Though these results are thought provoking, our findings should be considered carefully. Our study was limited to a cross-sectional design. We can identify associations but cannot demonstrate causality. Because the cohort consisted of relatively sedentary Mexican-Americans, our results may not be generalizable to a more physically active population or other ethnic groups. It is possible that a more active population would have different baseline metabolic traits and relatively different associations with sedentary behaviors and physical activity. Additionally, DXA imaging was primarily used to assess body fat mass distribution, and not BMD; therefore, we used regional BMD. For this reason, DXA did not directly assess femoral BMD, which is an important site for osteoporosis-related fractures and an important therapeutic target. Physical activity data relied on a self-reported questionnaire by study participants and may not have reflected actual physical activity participation. In some cases, there may been overestimations and underestimations of physical activity and sedentary behaviors, respectively. The Morgenstern physical activity questionnaire was selected because it captures multiple aspects of physical activity. To our knowledge, it has not been validated against other physical activity questionnaires in current use, such as the International Physical Activity Questionnaire. Another limitation is that our analyses were limited to biomarkers that were previously measured in the cohort.

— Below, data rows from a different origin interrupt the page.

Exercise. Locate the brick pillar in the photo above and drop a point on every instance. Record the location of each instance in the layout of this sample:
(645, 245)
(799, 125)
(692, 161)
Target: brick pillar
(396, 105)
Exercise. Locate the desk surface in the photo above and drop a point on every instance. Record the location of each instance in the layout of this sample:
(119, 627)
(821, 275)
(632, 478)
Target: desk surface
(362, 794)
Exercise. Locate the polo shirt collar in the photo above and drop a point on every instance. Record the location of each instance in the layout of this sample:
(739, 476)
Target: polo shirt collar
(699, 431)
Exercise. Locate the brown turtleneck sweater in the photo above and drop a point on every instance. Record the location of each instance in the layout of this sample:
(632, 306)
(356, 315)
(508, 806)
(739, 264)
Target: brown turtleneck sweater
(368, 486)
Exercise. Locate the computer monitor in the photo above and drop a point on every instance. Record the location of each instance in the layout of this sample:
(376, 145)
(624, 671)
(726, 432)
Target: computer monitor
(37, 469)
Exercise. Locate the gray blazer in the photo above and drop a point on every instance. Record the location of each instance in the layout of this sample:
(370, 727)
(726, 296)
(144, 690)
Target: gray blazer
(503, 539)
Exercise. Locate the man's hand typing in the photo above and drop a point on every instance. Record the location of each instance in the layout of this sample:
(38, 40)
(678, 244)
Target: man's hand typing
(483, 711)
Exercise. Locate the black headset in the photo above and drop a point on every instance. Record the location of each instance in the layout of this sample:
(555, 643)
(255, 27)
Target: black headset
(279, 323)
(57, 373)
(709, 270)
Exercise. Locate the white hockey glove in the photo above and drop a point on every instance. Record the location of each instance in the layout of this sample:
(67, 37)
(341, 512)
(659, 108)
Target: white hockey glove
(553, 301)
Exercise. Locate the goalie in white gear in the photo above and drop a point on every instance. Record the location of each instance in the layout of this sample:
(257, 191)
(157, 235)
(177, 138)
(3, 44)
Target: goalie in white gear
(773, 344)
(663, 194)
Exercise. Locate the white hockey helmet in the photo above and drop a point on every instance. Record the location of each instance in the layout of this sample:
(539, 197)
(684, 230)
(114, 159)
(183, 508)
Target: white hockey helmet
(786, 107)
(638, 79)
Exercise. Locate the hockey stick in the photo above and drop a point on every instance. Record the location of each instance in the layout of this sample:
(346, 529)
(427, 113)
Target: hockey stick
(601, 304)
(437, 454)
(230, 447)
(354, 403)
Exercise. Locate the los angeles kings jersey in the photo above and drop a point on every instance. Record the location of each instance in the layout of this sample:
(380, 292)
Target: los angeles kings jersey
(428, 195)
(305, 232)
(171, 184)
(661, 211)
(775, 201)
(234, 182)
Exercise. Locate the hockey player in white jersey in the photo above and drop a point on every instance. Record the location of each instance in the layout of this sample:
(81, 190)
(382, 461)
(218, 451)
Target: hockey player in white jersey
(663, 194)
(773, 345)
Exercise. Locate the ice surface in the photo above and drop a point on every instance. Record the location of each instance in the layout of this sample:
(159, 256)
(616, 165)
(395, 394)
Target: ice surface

In conclusion, physical activity plays an important role in BMD. Although adiponectin appears to modulate these effects in the arm and was an independent correlate of BMI in the pelvis, the other metabolic characteristics studied herein appear to play a limited role. Our findings suggest that BMD increases with the physical activity in the arms, legs, and pelvis and is inversely related to sedentary time in the pelvis and legs. We demonstrated that these associations may be modified by age, sex (female sex being a strong negative predictor of BMD), BMI, and adiponectin, depending on the site, with physical activity being more important to pelvis and leg BMD than arm BMD and sedentary time important for pelvis BMD. This study is one of the first to demonstrate the limited effects of sedentary time on BMD and that metabolic traits such as CRP, PAI-1, and insulin sensitivity play a minor role on BMD. Additional studies using objective measures of physical activity and DXA scans performed specifically for BMD are warranted to further explore these findings.